Heterosis and Combining Ability in a Diallel Cross of Ethiopian Mustard Inbred Lines

  1. Adefris Teklewold * and
  2. Heiko C. Becker
  1. Georg-August Univ., Institute of Agronomy and Plant Breeding, Von-Siebold Str-8, 37075, Göttingen, Germany

Abstract

Heterosis is commercially exploited in rapeseed (Brassica napus L.) and its potential use has been demonstrated in turnip rape (B. rapa L.) and Indian mustard (B. juncea L.). In Ethiopian mustard (B. carinata A. Braun), however, information regarding heterosis has not been previously reported. This study, therefore, was conducted to generate information on heterosis and combining ability in B. carinata Nine inbred parents and their 36 F1s, obtained by half-diallel cross, were evaluated for 12 traits at three locations in Ethiopia. Analysis of variance showed the presence of significant heterosis for all the traits. Seed yield showed the highest relative mid-parent heterosis that varied from 25 to 145% with a mean of 67%. Relative high-parent heterosis for seed yield varied from 16 to 124% with a mean of 53%. General combining ability (GCA) effects were predominant in all traits except secondary branches and pods per plant. Specific combining ability (SCA) was significant for days to flowering, secondary branches, pods per plant, pod length, seeds per pod, 1000-seed weight and oil content. Interaction effects of GCA × location were significant for all traits except days to flowering, days to maturity, and oil content.
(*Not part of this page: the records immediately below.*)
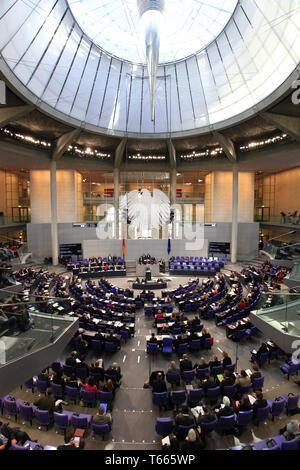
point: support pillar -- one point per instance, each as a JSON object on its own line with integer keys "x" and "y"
{"x": 173, "y": 175}
{"x": 235, "y": 204}
{"x": 116, "y": 201}
{"x": 54, "y": 229}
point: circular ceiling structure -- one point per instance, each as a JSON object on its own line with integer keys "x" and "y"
{"x": 228, "y": 75}
{"x": 189, "y": 26}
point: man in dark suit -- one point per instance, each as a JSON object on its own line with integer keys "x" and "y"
{"x": 259, "y": 403}
{"x": 71, "y": 360}
{"x": 185, "y": 363}
{"x": 208, "y": 383}
{"x": 159, "y": 385}
{"x": 183, "y": 419}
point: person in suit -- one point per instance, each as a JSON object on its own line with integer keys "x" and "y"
{"x": 115, "y": 369}
{"x": 208, "y": 417}
{"x": 214, "y": 363}
{"x": 242, "y": 379}
{"x": 185, "y": 363}
{"x": 259, "y": 403}
{"x": 227, "y": 410}
{"x": 47, "y": 403}
{"x": 100, "y": 418}
{"x": 70, "y": 444}
{"x": 183, "y": 418}
{"x": 256, "y": 374}
{"x": 96, "y": 369}
{"x": 227, "y": 380}
{"x": 207, "y": 383}
{"x": 192, "y": 443}
{"x": 226, "y": 359}
{"x": 159, "y": 385}
{"x": 244, "y": 404}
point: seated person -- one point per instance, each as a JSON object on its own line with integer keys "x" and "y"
{"x": 100, "y": 418}
{"x": 208, "y": 383}
{"x": 208, "y": 416}
{"x": 7, "y": 322}
{"x": 227, "y": 380}
{"x": 242, "y": 379}
{"x": 159, "y": 385}
{"x": 291, "y": 431}
{"x": 185, "y": 363}
{"x": 260, "y": 402}
{"x": 226, "y": 359}
{"x": 109, "y": 387}
{"x": 10, "y": 436}
{"x": 183, "y": 418}
{"x": 244, "y": 404}
{"x": 192, "y": 442}
{"x": 70, "y": 444}
{"x": 263, "y": 349}
{"x": 226, "y": 410}
{"x": 214, "y": 363}
{"x": 202, "y": 364}
{"x": 48, "y": 403}
{"x": 114, "y": 370}
{"x": 90, "y": 386}
{"x": 256, "y": 374}
{"x": 97, "y": 369}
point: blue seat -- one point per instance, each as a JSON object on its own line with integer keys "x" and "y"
{"x": 201, "y": 373}
{"x": 164, "y": 426}
{"x": 262, "y": 414}
{"x": 188, "y": 376}
{"x": 244, "y": 418}
{"x": 226, "y": 423}
{"x": 194, "y": 396}
{"x": 100, "y": 430}
{"x": 167, "y": 347}
{"x": 173, "y": 379}
{"x": 178, "y": 397}
{"x": 276, "y": 407}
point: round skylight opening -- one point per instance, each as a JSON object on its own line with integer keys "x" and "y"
{"x": 189, "y": 26}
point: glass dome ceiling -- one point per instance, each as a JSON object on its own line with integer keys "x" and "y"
{"x": 189, "y": 25}
{"x": 47, "y": 59}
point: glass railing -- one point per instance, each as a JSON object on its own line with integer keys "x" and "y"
{"x": 281, "y": 310}
{"x": 283, "y": 220}
{"x": 7, "y": 220}
{"x": 26, "y": 329}
{"x": 279, "y": 250}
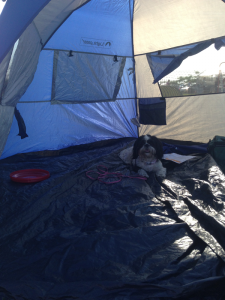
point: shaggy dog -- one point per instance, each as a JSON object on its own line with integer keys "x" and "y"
{"x": 145, "y": 154}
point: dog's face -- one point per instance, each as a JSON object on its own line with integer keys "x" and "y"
{"x": 148, "y": 147}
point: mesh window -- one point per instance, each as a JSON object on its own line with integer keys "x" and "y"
{"x": 81, "y": 77}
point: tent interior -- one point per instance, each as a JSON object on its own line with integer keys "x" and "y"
{"x": 79, "y": 82}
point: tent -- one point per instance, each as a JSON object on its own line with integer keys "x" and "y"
{"x": 112, "y": 58}
{"x": 79, "y": 81}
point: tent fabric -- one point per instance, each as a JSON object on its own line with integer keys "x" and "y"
{"x": 55, "y": 127}
{"x": 79, "y": 77}
{"x": 23, "y": 66}
{"x": 117, "y": 29}
{"x": 15, "y": 20}
{"x": 109, "y": 33}
{"x": 167, "y": 61}
{"x": 188, "y": 117}
{"x": 167, "y": 24}
{"x": 69, "y": 236}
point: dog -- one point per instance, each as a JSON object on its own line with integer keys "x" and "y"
{"x": 145, "y": 155}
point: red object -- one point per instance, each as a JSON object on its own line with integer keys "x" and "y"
{"x": 29, "y": 175}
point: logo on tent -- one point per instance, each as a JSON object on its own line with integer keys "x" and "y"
{"x": 95, "y": 43}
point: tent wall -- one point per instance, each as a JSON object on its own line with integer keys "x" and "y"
{"x": 197, "y": 119}
{"x": 71, "y": 73}
{"x": 103, "y": 38}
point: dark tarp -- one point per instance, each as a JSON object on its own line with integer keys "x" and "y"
{"x": 72, "y": 238}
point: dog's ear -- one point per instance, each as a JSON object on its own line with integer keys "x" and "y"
{"x": 158, "y": 147}
{"x": 136, "y": 148}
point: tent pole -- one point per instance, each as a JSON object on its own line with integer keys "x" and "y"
{"x": 132, "y": 39}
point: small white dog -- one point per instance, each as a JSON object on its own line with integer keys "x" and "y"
{"x": 145, "y": 154}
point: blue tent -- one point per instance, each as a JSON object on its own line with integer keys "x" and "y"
{"x": 79, "y": 82}
{"x": 76, "y": 71}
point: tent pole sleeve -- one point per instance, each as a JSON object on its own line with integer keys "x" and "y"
{"x": 132, "y": 39}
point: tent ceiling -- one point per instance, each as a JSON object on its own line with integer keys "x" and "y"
{"x": 166, "y": 24}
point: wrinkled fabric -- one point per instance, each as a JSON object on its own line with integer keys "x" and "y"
{"x": 69, "y": 237}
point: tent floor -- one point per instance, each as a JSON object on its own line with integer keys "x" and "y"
{"x": 69, "y": 237}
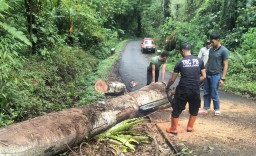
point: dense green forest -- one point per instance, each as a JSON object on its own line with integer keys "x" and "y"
{"x": 52, "y": 51}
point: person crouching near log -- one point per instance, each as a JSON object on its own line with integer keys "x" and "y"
{"x": 192, "y": 71}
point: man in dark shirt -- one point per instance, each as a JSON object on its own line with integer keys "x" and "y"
{"x": 192, "y": 72}
{"x": 216, "y": 70}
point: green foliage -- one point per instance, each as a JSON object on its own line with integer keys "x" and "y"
{"x": 15, "y": 33}
{"x": 122, "y": 137}
{"x": 194, "y": 21}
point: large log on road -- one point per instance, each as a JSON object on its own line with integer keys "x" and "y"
{"x": 51, "y": 133}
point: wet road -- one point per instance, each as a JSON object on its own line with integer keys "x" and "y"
{"x": 133, "y": 66}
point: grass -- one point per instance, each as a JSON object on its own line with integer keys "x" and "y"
{"x": 90, "y": 95}
{"x": 105, "y": 65}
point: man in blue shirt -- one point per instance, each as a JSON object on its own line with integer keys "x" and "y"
{"x": 216, "y": 70}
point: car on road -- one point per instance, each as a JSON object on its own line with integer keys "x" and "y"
{"x": 148, "y": 45}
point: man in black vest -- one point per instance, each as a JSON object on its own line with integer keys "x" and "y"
{"x": 192, "y": 72}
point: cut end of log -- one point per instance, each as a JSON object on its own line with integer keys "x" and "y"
{"x": 101, "y": 86}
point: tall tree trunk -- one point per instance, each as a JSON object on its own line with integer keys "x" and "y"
{"x": 53, "y": 133}
{"x": 139, "y": 30}
{"x": 31, "y": 11}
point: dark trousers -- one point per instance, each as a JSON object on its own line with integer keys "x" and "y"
{"x": 149, "y": 76}
{"x": 184, "y": 95}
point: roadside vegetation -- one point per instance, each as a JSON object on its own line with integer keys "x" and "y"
{"x": 173, "y": 22}
{"x": 52, "y": 51}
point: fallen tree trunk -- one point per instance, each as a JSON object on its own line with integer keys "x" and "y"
{"x": 110, "y": 88}
{"x": 54, "y": 132}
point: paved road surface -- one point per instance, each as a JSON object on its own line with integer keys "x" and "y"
{"x": 133, "y": 65}
{"x": 233, "y": 133}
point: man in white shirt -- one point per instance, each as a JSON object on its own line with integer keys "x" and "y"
{"x": 204, "y": 52}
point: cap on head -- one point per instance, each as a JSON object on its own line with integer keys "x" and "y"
{"x": 185, "y": 46}
{"x": 165, "y": 54}
{"x": 207, "y": 42}
{"x": 215, "y": 36}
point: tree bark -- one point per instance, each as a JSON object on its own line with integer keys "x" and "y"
{"x": 50, "y": 134}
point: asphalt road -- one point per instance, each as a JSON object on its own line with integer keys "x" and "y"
{"x": 232, "y": 133}
{"x": 133, "y": 66}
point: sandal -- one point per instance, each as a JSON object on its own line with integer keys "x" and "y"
{"x": 203, "y": 112}
{"x": 217, "y": 113}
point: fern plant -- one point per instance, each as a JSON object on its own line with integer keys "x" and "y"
{"x": 122, "y": 138}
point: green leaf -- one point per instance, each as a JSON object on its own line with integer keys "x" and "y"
{"x": 3, "y": 5}
{"x": 15, "y": 33}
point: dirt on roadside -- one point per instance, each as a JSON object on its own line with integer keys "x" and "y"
{"x": 231, "y": 134}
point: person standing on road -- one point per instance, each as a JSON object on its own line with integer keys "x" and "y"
{"x": 192, "y": 71}
{"x": 204, "y": 55}
{"x": 154, "y": 67}
{"x": 204, "y": 52}
{"x": 216, "y": 70}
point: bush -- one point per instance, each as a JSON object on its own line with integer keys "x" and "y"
{"x": 42, "y": 86}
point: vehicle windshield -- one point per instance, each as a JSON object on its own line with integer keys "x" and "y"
{"x": 148, "y": 42}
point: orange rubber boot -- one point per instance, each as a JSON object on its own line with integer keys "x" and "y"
{"x": 191, "y": 123}
{"x": 173, "y": 128}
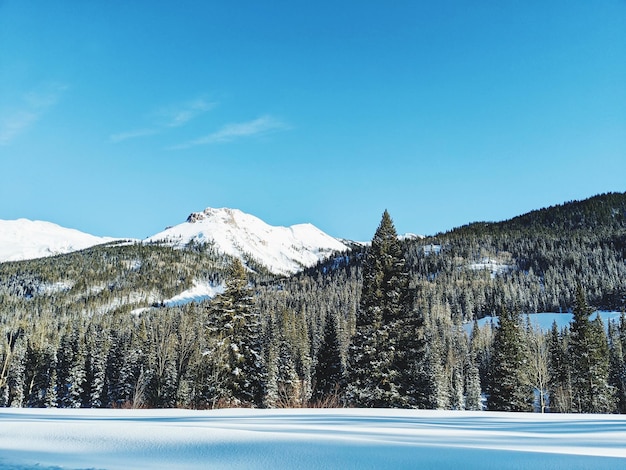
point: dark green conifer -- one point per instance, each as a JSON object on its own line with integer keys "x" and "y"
{"x": 506, "y": 387}
{"x": 588, "y": 352}
{"x": 328, "y": 370}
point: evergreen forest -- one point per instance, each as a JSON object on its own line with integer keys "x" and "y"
{"x": 391, "y": 323}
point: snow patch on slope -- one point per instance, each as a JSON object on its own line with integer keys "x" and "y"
{"x": 283, "y": 250}
{"x": 199, "y": 292}
{"x": 26, "y": 239}
{"x": 544, "y": 321}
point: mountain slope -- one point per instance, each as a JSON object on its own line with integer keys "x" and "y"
{"x": 282, "y": 250}
{"x": 24, "y": 239}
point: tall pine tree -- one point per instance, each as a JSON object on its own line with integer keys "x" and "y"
{"x": 507, "y": 389}
{"x": 328, "y": 370}
{"x": 588, "y": 352}
{"x": 239, "y": 329}
{"x": 388, "y": 339}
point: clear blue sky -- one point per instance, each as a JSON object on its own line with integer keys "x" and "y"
{"x": 119, "y": 118}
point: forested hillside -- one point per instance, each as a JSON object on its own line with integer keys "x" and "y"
{"x": 383, "y": 325}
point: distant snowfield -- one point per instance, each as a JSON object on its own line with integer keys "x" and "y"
{"x": 200, "y": 291}
{"x": 544, "y": 321}
{"x": 308, "y": 439}
{"x": 29, "y": 239}
{"x": 283, "y": 250}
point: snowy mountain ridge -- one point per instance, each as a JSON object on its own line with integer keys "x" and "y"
{"x": 24, "y": 239}
{"x": 282, "y": 250}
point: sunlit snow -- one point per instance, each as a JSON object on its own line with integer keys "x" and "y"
{"x": 308, "y": 439}
{"x": 199, "y": 292}
{"x": 283, "y": 250}
{"x": 27, "y": 239}
{"x": 544, "y": 321}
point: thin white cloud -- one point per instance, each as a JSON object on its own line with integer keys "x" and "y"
{"x": 173, "y": 116}
{"x": 31, "y": 107}
{"x": 260, "y": 126}
{"x": 121, "y": 136}
{"x": 181, "y": 115}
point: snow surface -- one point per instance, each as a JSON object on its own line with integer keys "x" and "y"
{"x": 283, "y": 250}
{"x": 544, "y": 320}
{"x": 27, "y": 239}
{"x": 199, "y": 292}
{"x": 308, "y": 439}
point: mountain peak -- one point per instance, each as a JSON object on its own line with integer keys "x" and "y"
{"x": 282, "y": 250}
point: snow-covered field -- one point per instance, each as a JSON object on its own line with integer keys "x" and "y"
{"x": 309, "y": 439}
{"x": 544, "y": 321}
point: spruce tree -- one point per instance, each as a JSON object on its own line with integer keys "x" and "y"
{"x": 617, "y": 347}
{"x": 388, "y": 343}
{"x": 588, "y": 352}
{"x": 239, "y": 331}
{"x": 328, "y": 370}
{"x": 506, "y": 387}
{"x": 559, "y": 371}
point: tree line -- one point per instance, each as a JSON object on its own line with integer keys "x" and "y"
{"x": 379, "y": 326}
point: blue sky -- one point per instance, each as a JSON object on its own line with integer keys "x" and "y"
{"x": 120, "y": 118}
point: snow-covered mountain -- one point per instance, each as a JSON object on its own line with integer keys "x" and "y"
{"x": 27, "y": 239}
{"x": 283, "y": 250}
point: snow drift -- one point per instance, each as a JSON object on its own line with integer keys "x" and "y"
{"x": 308, "y": 439}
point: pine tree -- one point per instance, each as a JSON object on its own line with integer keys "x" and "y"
{"x": 328, "y": 370}
{"x": 238, "y": 328}
{"x": 617, "y": 376}
{"x": 588, "y": 352}
{"x": 559, "y": 371}
{"x": 507, "y": 389}
{"x": 388, "y": 342}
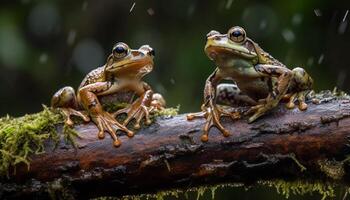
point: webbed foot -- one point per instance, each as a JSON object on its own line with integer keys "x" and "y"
{"x": 264, "y": 106}
{"x": 213, "y": 114}
{"x": 141, "y": 109}
{"x": 298, "y": 98}
{"x": 106, "y": 123}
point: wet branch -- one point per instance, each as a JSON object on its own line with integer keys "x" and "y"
{"x": 169, "y": 154}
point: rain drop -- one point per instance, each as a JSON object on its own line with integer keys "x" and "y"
{"x": 297, "y": 19}
{"x": 342, "y": 27}
{"x": 228, "y": 4}
{"x": 84, "y": 6}
{"x": 71, "y": 37}
{"x": 288, "y": 35}
{"x": 150, "y": 11}
{"x": 132, "y": 7}
{"x": 318, "y": 12}
{"x": 43, "y": 58}
{"x": 346, "y": 14}
{"x": 310, "y": 61}
{"x": 320, "y": 59}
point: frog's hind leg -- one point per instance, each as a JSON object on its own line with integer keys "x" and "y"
{"x": 65, "y": 100}
{"x": 300, "y": 86}
{"x": 231, "y": 95}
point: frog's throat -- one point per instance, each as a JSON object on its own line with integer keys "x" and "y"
{"x": 244, "y": 53}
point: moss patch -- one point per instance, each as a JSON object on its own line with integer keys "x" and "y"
{"x": 300, "y": 188}
{"x": 22, "y": 136}
{"x": 167, "y": 112}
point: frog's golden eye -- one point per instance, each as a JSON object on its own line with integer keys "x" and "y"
{"x": 237, "y": 34}
{"x": 120, "y": 50}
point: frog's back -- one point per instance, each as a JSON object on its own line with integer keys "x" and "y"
{"x": 94, "y": 76}
{"x": 268, "y": 58}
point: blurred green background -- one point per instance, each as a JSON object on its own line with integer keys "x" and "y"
{"x": 45, "y": 45}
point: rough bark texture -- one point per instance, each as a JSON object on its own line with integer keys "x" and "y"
{"x": 285, "y": 144}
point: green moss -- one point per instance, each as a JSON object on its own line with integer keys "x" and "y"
{"x": 166, "y": 112}
{"x": 333, "y": 169}
{"x": 22, "y": 136}
{"x": 300, "y": 188}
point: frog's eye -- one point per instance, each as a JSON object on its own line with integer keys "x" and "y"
{"x": 120, "y": 50}
{"x": 237, "y": 34}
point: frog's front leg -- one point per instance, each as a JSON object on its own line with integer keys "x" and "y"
{"x": 104, "y": 120}
{"x": 278, "y": 90}
{"x": 65, "y": 100}
{"x": 141, "y": 107}
{"x": 300, "y": 86}
{"x": 210, "y": 111}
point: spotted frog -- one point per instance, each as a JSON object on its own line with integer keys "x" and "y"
{"x": 261, "y": 81}
{"x": 120, "y": 76}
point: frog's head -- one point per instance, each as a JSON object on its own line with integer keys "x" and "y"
{"x": 234, "y": 44}
{"x": 126, "y": 62}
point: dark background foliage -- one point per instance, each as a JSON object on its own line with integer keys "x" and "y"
{"x": 45, "y": 45}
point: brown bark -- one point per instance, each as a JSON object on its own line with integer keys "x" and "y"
{"x": 169, "y": 154}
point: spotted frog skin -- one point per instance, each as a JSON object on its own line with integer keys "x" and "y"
{"x": 120, "y": 76}
{"x": 261, "y": 81}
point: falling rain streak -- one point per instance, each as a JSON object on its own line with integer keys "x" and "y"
{"x": 318, "y": 12}
{"x": 346, "y": 14}
{"x": 132, "y": 7}
{"x": 228, "y": 4}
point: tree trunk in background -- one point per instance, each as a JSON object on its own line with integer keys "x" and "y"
{"x": 285, "y": 144}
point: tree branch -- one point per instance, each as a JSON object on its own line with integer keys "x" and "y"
{"x": 285, "y": 144}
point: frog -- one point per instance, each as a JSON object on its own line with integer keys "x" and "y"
{"x": 260, "y": 81}
{"x": 121, "y": 77}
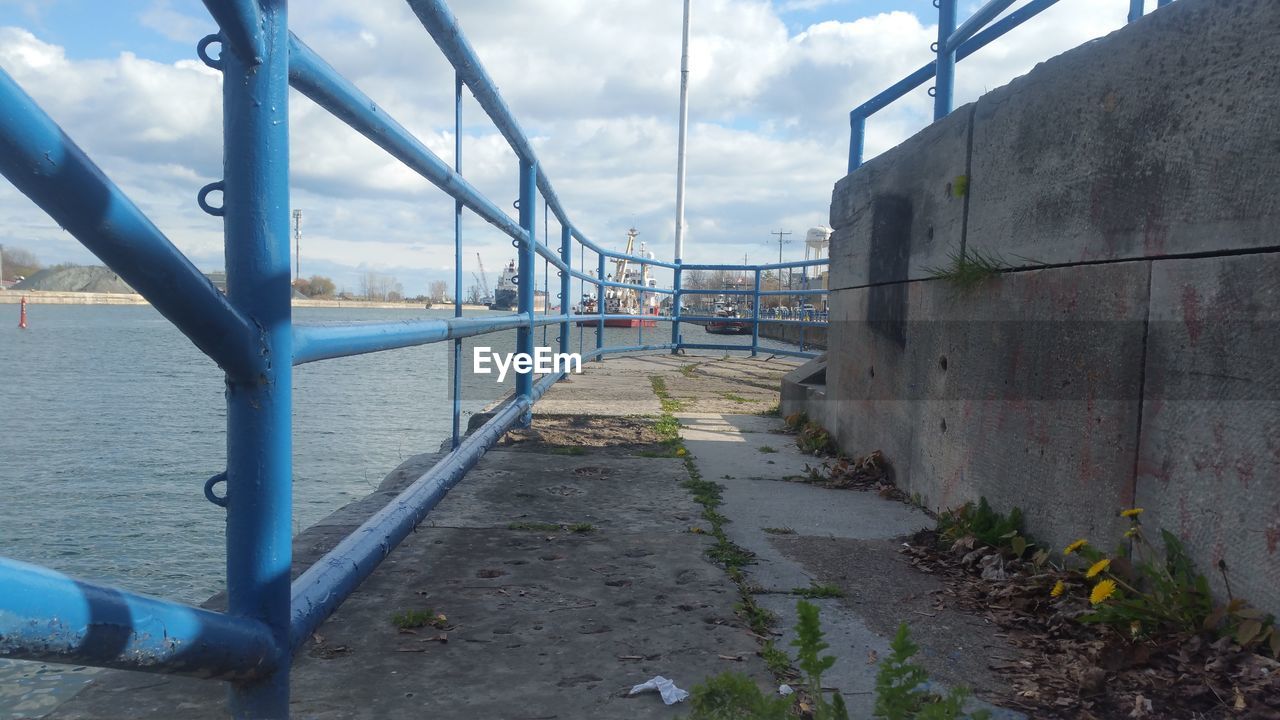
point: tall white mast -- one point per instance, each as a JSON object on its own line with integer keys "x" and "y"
{"x": 684, "y": 130}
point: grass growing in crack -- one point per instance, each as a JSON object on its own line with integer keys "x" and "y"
{"x": 667, "y": 402}
{"x": 759, "y": 619}
{"x": 969, "y": 269}
{"x": 667, "y": 428}
{"x": 725, "y": 552}
{"x": 776, "y": 660}
{"x": 818, "y": 591}
{"x": 410, "y": 619}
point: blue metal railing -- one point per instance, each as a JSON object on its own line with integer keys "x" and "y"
{"x": 954, "y": 45}
{"x": 250, "y": 333}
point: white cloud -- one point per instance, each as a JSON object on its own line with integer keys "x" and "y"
{"x": 595, "y": 86}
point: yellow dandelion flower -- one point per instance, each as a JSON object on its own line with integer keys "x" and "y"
{"x": 1102, "y": 591}
{"x": 1097, "y": 568}
{"x": 1075, "y": 546}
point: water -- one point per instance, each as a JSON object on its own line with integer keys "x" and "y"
{"x": 112, "y": 422}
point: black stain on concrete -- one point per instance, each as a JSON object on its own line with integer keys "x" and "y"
{"x": 887, "y": 267}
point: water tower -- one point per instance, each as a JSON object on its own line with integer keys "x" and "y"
{"x": 817, "y": 244}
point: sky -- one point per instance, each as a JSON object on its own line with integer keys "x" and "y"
{"x": 594, "y": 83}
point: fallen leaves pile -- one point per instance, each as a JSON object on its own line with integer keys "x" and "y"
{"x": 869, "y": 472}
{"x": 1069, "y": 669}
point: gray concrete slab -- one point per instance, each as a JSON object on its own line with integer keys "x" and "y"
{"x": 540, "y": 624}
{"x": 1208, "y": 468}
{"x": 1080, "y": 162}
{"x": 903, "y": 212}
{"x": 1024, "y": 391}
{"x": 851, "y": 642}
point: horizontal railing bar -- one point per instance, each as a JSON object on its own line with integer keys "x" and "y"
{"x": 769, "y": 350}
{"x": 595, "y": 247}
{"x": 241, "y": 22}
{"x": 592, "y": 319}
{"x": 600, "y": 351}
{"x": 1002, "y": 26}
{"x": 443, "y": 27}
{"x": 753, "y": 268}
{"x": 49, "y": 168}
{"x": 752, "y": 320}
{"x": 312, "y": 77}
{"x": 50, "y": 618}
{"x": 595, "y": 281}
{"x": 323, "y": 587}
{"x": 708, "y": 291}
{"x": 810, "y": 291}
{"x": 978, "y": 21}
{"x": 965, "y": 49}
{"x": 328, "y": 341}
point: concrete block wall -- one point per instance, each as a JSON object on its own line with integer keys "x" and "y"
{"x": 1128, "y": 352}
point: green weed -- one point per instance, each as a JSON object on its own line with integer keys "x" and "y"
{"x": 901, "y": 688}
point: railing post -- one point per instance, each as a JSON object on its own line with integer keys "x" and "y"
{"x": 566, "y": 282}
{"x": 946, "y": 62}
{"x": 675, "y": 306}
{"x": 259, "y": 408}
{"x": 755, "y": 317}
{"x": 599, "y": 306}
{"x": 525, "y": 272}
{"x": 457, "y": 263}
{"x": 856, "y": 139}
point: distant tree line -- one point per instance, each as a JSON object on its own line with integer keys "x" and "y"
{"x": 18, "y": 263}
{"x": 315, "y": 286}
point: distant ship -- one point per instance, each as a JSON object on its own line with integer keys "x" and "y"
{"x": 506, "y": 296}
{"x": 626, "y": 300}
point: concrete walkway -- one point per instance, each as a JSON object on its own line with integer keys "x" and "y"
{"x": 548, "y": 623}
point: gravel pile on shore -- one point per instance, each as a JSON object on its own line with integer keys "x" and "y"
{"x": 90, "y": 278}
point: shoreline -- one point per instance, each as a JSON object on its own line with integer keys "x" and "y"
{"x": 55, "y": 297}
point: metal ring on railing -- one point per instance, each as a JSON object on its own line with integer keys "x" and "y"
{"x": 219, "y": 500}
{"x": 202, "y": 50}
{"x": 202, "y": 197}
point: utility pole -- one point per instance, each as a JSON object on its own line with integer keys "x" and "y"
{"x": 297, "y": 245}
{"x": 781, "y": 236}
{"x": 781, "y": 241}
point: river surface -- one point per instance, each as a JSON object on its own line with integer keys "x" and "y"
{"x": 110, "y": 422}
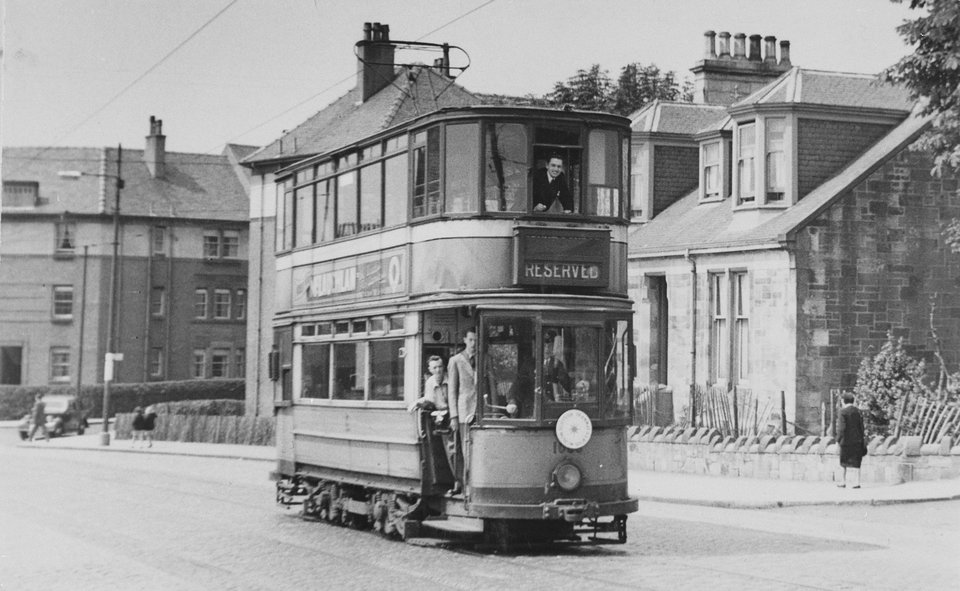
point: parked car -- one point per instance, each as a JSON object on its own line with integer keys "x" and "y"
{"x": 64, "y": 414}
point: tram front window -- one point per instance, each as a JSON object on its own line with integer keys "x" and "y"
{"x": 569, "y": 365}
{"x": 509, "y": 381}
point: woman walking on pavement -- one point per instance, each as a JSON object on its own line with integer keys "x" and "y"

All traits had significant SCA × location interaction effects. GCA effect for seed yield was positively correlated with F1 performance (r = 0.77) and absolute mid-parent heterosis (r = 0.67). The presence of high levels of mid- and high-parent heterosis indicates a considerable potential to embark on breeding of hybrid or synthetic cultivars in Ethiopian mustard.